If he had glanced at her he would have seen a piteous flicker of tenderness pass over her face—a sudden wet gleam in her eyes. And had he yielded then to his first impulse, things might have gone very differently between them. But he kept himself stiffened. He would not lift his eyes, when she gave him a furtive glance. The expression of his half averted face was positively sinister as he added with a sneering little laugh.
'One can't look as if one had come out of a bandbox after fighting a bush fire.'
She exclaimed, 'Oh! what does it matter?'
He utterly mistook the meaning of her exclamation.
'You are quite right,' he retorted. 'When it comes to the end of everything, what does ANYTHING matter!'
For several moments there was dead silence. She felt as if he had wilfully stabbed her. He on his side had again the confused sense of two antagonists, feinting with their weapons to gain time before the critical encounter.
'Well?' He swung himself savagely round upon her. 'That's true, isn't it? The end HAS come.... You're sick of the whole show—dead sick—of the Bush—of everything?—Aren't you? Answer me straight, Bridget.'
'Yes, I am,' she replied recklessly. 'I hate the Bush—I—I hate everything.'
'Everything! Well, that settles it!' he said slowly.
Again there was silence, and then he said:
'You know I wouldn't want to keep you—especially now,'—he did not add the words that were on his lips 'now that bad times are coming on me,'—and she read a different application in the 'now.' 'I—I'd be glad for you to quit. It's as you please—maybe the sooner the better. I'll make everything as easy as I can for you.'
'You are very—considerate....' The sarcasm broke in her throat.

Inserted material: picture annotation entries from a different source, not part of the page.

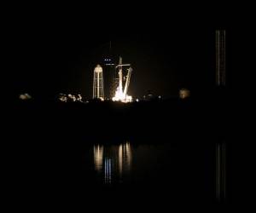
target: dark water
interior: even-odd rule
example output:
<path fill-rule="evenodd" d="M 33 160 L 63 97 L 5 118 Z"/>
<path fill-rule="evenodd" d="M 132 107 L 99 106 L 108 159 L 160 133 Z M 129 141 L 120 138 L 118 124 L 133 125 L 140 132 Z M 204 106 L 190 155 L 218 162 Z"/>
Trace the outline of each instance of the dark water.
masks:
<path fill-rule="evenodd" d="M 213 145 L 96 143 L 85 150 L 84 162 L 84 174 L 90 174 L 86 179 L 99 199 L 111 196 L 122 203 L 132 198 L 164 205 L 215 200 Z"/>

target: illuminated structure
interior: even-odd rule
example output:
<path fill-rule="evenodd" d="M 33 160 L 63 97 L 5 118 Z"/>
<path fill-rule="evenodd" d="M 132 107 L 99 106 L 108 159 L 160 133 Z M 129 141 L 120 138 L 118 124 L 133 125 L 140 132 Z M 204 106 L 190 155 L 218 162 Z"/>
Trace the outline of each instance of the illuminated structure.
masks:
<path fill-rule="evenodd" d="M 100 65 L 97 65 L 94 69 L 92 98 L 104 100 L 103 70 Z"/>
<path fill-rule="evenodd" d="M 181 89 L 179 90 L 179 98 L 181 99 L 185 99 L 189 97 L 190 95 L 190 91 L 187 89 Z"/>
<path fill-rule="evenodd" d="M 125 77 L 125 89 L 123 89 L 123 66 L 130 66 L 127 69 L 127 75 Z M 132 97 L 127 95 L 129 84 L 130 84 L 130 79 L 131 79 L 131 74 L 132 72 L 132 68 L 131 67 L 130 64 L 123 64 L 122 63 L 122 58 L 119 57 L 119 63 L 116 66 L 116 68 L 118 68 L 118 74 L 119 74 L 119 85 L 115 91 L 115 95 L 113 97 L 113 101 L 122 101 L 122 102 L 131 102 Z"/>
<path fill-rule="evenodd" d="M 225 85 L 225 40 L 224 30 L 216 31 L 216 83 L 218 86 Z"/>

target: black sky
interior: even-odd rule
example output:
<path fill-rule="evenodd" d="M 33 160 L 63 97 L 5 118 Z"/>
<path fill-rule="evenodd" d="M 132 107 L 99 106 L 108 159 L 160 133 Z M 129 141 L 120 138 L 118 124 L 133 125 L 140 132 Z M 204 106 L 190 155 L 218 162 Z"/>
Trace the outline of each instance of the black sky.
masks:
<path fill-rule="evenodd" d="M 225 28 L 229 36 L 232 29 L 224 11 L 216 18 L 207 14 L 210 9 L 179 13 L 163 5 L 133 4 L 120 11 L 109 5 L 22 6 L 6 17 L 9 90 L 15 94 L 90 97 L 93 69 L 106 56 L 109 41 L 113 57 L 132 64 L 133 96 L 148 89 L 175 96 L 183 87 L 212 87 L 214 31 Z"/>

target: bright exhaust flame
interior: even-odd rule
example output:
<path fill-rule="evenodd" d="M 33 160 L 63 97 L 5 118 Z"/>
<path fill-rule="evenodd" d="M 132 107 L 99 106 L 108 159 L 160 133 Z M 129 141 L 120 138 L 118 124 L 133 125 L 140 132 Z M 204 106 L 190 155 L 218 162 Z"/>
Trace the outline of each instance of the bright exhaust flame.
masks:
<path fill-rule="evenodd" d="M 118 87 L 116 91 L 115 91 L 115 95 L 114 97 L 112 98 L 113 101 L 121 101 L 124 103 L 128 103 L 132 101 L 132 97 L 131 95 L 127 95 L 123 93 Z"/>

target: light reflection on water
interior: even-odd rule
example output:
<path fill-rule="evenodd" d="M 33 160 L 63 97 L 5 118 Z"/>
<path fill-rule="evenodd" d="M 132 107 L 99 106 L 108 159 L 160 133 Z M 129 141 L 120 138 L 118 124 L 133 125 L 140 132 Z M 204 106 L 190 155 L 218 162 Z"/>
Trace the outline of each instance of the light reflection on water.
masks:
<path fill-rule="evenodd" d="M 121 182 L 131 173 L 132 156 L 130 142 L 119 146 L 95 145 L 93 150 L 94 168 L 99 176 L 102 175 L 104 183 Z"/>

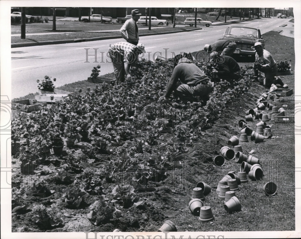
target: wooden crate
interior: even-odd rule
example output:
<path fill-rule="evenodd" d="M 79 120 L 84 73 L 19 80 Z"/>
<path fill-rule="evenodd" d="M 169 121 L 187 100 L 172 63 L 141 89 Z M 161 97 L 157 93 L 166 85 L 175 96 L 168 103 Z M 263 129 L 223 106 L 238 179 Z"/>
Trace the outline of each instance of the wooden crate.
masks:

She moved abruptly, and stood gazing out over the plain till the hysterical, choking sensation left her. Her back was to him. He could not see her face; nor could she see the dumb agony in his.
Presently she walked to a shelf-table on the veranda set against the wall; and from the litter of papers and work upon it, took up the cablegram she had lately received.
'I wanted to show you this,' she said stonily, and handed him the blue paper.
There was something significant in the way he steadied it upon the veranda railing, and stooped with his head down to pore over it.
The blow was at first almost staggering. It was as though the high gods had shot down a bolt from heaven, shattering his world, and leaving him alone in Chaos. They had taken him at his word—had registered on the instant his impious declaration. It WAS the end of everything. She was to quit.... He had said, the sooner the better.... Well—he wasn't going to let even the high gods get a rise out of him.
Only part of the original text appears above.